Wednesday 18 May 2022

The Peace of God

We all want peace and quiet. Perhaps it’s one of the things we most look forward to about death, the ‘eternal rest’ and the ‘perpetual light’, no more tears, no more sorrow. At least that is our hope. Yet, peace is also promised us, in some measure at least, here. Writing to the Colossians, St Paul says: ‘May the peace of Christ reign in your hearts.’ Furthermore, he tells us why: ‘because it was for this that you were called together in one body.’ (Col 3: 15)

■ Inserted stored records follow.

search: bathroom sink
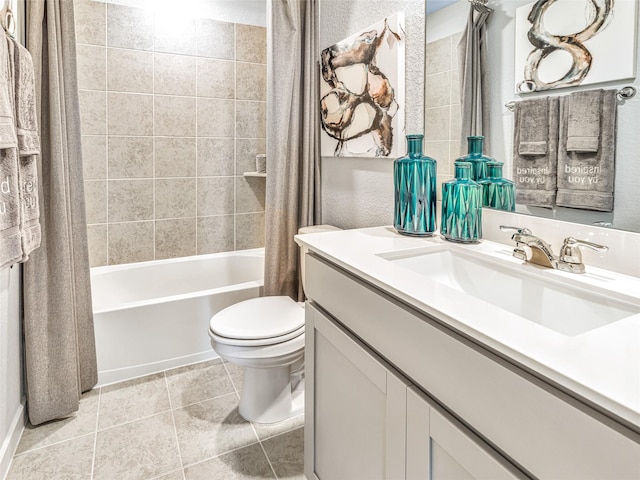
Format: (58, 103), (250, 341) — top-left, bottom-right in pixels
(378, 245), (640, 336)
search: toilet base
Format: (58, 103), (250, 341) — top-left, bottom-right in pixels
(238, 365), (304, 423)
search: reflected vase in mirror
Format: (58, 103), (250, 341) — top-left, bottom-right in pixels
(440, 161), (482, 243)
(478, 161), (516, 212)
(456, 135), (494, 182)
(393, 135), (436, 236)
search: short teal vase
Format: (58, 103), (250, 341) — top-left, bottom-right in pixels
(478, 162), (516, 212)
(440, 162), (482, 243)
(393, 135), (436, 236)
(456, 136), (495, 182)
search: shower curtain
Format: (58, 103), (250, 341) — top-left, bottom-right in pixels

In fact, the New Testament doesn’t seem to encourage us to search for peace, though St Peter does exhort his readers: ‘He who would love life and see good days, let him seek peace and pursue it.’ These, however, are not St Peter’s own words but are a quotation from Psalm 34. Peace, in New Testament thinking, is that quality which enters our lives, almost imperceptibly, as a consequence of living in right relationship with the Almighty. So we do not seek for peace as such, but the God of peace, by loving the things which will bring us peace. Seek God and you will find peace. We must first want God — though I think that the soul who wants God, has God. Only we don’t always know it, let alone, feel it.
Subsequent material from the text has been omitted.